Incidents of note on journey:
- At Penn station, escalators go down to the track and people snake around in a long line before boarding this escalator. One of the Amtrak officers stood over the escalator, leaning over us, and berating us positively. “HEY, bring that ENERGY to start your day. If you don’t bring it, no one’s gonna bring it for you. STOP checking that phone, you can find out how many likes you got later. HEY, you pack that bag? Heavy, huh? Well, remember, YOU packed it.” No one was enjoying this but me, and I found that very puzzling. New York’s still got it.
- I spent $25 on a Metrocard and it didn’t work, so they gave me an envelope to mail to someone to get my money back.
- On arrival at the closest bus stop, I still had to walk about a mile down a pretty green formerly-industrial canal, pictured above. I also had to pass a very enthusiastic display of American flags and white-painted flower boxes intended to memorialize war dead.
- The lone crosswalk in Forestville emits an alarming beep when it turns green. It sounds like something is very, very wrong. This is probably meant more for the cars than the pedestrians: “DO NOT KILL THE PEDESTRIAN.”
Lunch:
A 12-inch tuna sub from Subway in the middle of a grocery store parking lot. Calling it bleak would be an exaggeration for car people, but as a pedestrian it was fairly punishing. I worked on LUH papers again.

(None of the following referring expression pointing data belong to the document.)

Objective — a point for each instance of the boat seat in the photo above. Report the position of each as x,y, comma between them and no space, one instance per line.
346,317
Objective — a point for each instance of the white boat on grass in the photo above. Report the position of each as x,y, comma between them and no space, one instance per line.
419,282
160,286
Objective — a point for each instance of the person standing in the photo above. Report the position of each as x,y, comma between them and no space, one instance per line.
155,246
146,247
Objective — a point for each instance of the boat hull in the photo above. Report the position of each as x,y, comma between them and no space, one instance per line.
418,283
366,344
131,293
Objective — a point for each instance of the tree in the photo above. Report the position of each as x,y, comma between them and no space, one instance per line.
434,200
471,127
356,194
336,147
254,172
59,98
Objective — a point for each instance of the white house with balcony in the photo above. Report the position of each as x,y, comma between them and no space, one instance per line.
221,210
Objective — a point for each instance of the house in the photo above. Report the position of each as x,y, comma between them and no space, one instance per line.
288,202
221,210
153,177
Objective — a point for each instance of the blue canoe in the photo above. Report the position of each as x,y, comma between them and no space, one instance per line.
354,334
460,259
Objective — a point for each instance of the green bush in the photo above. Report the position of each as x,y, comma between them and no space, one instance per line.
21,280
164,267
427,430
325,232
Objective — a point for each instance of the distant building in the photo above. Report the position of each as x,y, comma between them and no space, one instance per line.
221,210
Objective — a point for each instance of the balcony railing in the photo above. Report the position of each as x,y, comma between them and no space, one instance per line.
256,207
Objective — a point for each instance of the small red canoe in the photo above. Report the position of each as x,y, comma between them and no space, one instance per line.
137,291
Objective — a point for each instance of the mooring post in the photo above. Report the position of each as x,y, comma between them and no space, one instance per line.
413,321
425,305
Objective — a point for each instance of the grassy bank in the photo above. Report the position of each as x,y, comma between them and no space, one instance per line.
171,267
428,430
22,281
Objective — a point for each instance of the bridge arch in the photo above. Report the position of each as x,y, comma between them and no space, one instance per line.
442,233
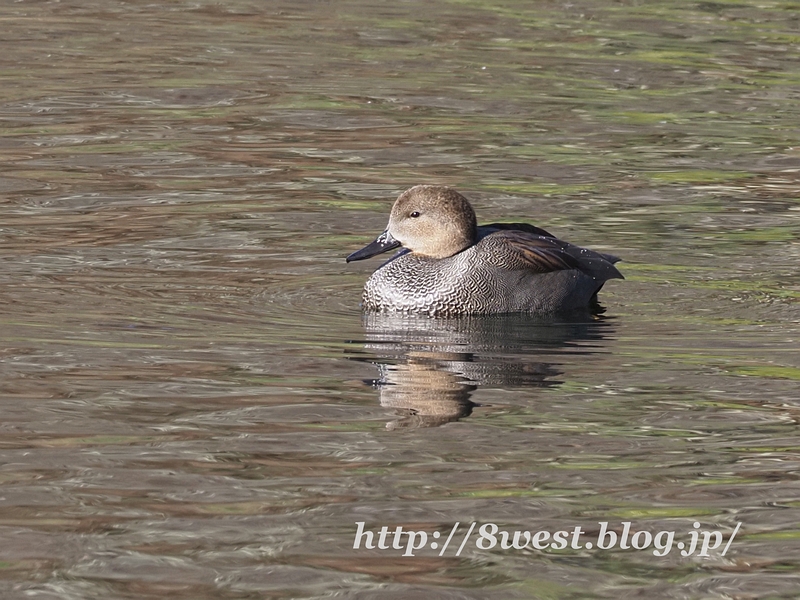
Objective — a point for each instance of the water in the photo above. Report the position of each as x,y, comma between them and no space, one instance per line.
192,403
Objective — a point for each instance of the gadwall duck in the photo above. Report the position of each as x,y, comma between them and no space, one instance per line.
451,266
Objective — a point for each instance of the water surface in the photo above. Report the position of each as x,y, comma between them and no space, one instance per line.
192,403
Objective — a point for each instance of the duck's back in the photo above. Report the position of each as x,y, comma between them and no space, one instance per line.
507,270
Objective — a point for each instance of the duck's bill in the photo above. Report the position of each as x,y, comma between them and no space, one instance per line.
383,243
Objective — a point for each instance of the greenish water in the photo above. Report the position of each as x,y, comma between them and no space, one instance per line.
191,402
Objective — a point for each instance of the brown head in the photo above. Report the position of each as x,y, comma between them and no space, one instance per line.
429,220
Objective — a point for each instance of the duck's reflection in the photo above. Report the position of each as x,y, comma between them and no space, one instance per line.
428,368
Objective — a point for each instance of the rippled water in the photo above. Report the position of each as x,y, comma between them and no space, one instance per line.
192,403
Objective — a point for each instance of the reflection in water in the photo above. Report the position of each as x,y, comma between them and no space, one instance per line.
429,367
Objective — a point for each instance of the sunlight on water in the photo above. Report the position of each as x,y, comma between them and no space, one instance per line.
193,403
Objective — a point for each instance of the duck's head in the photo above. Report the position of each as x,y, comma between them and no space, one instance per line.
429,220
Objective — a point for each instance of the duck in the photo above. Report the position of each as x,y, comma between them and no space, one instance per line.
450,266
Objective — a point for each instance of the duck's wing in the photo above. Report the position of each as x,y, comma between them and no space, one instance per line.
526,227
517,249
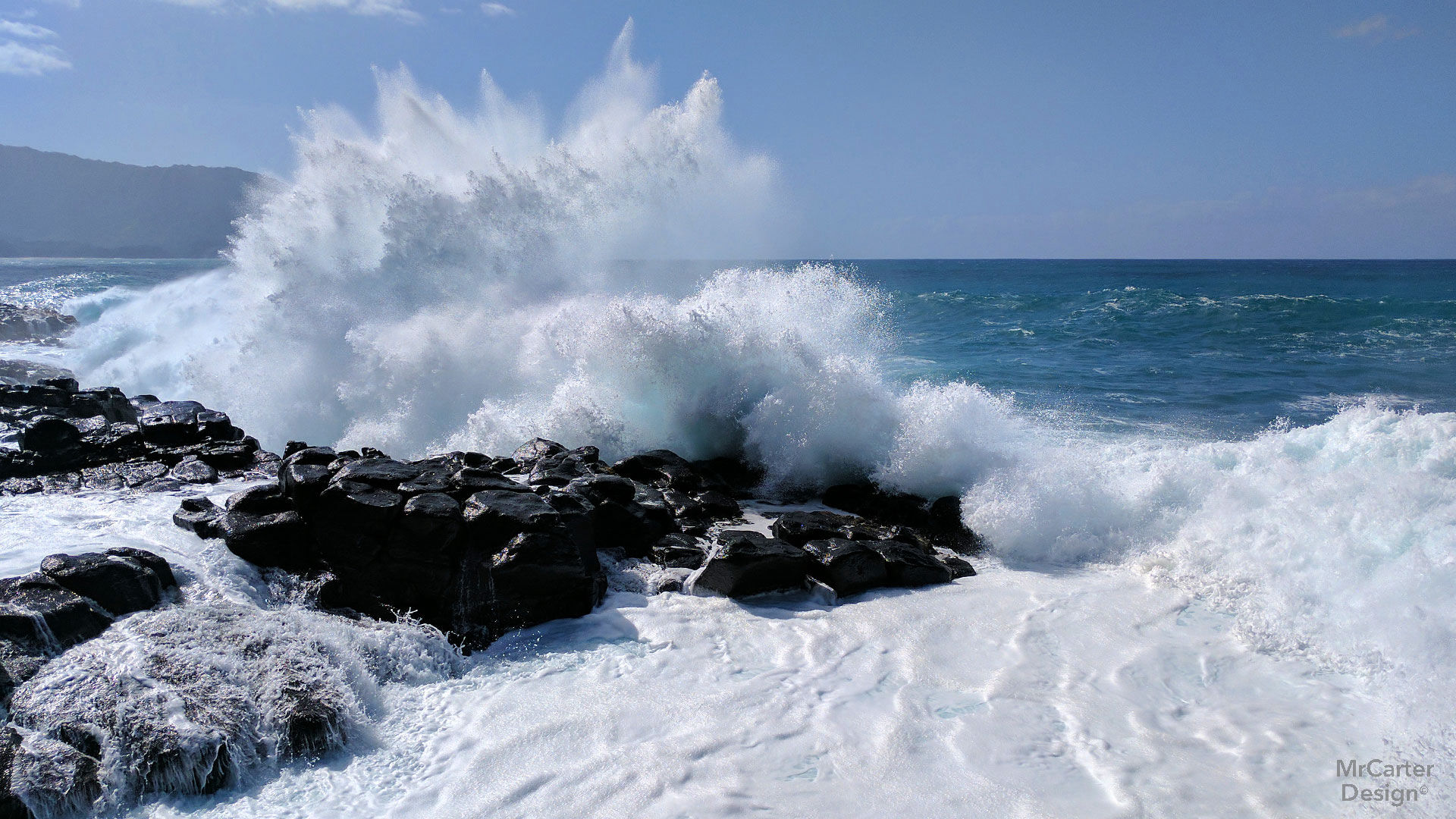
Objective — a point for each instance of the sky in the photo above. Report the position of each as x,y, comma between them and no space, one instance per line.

Soundperson’s name/shirt color:
Jordaan, also the promoter and a very stand-up kind of guy, also his birthday. Shirt was black. He also had a collection of radioactive clocks.
Dinner:
I ate pretzels the promoter put out to make people more thirsty and buy more beer.
Partial Setlist:
The Anthem of the Greater McMurdo Station Chamber of Commerce
Freeway in Heaven
Tanline Debris
The Crows of Emmerich
Spieltier
A Violent Translation of the Concordia Headscarp
…kind of blanked out in the middle…
Stars
Defiance
Incidents of note during performance:
There are many pianos and piano harps in various states of disrepair strewn about the factory. For the last few songs, I asked people to follow me down a hallway where I found one of the most playable pianos and finished the set in the semi-darkness there. The piano was out of tune, it was dark, and I had no contacts in, but I managed to Muppet-fist my way through most of the chords, and it felt really really good. But when I was done, I turned around and was cornered by a bunch of people I didn’t know at the end of a hallway in a decommissioned factory, and no matter how much my conscious brain told me the context, it felt really alarming.
Sleep:
00:30. Going into it I knew this was gonna be a fun one because I had no plans. Fortunately, Jake from CT neo-Swirlie-ites Pulsr was on hand. We listened to some music, he let me crash, and in the morning he gave me a lift to the New Haven train station through extremely heavy rains that slowly turned into minor flooding.
Days off (06 and 07 September):
These were mainly spent making progress on my LUH papers, so I won’t document them.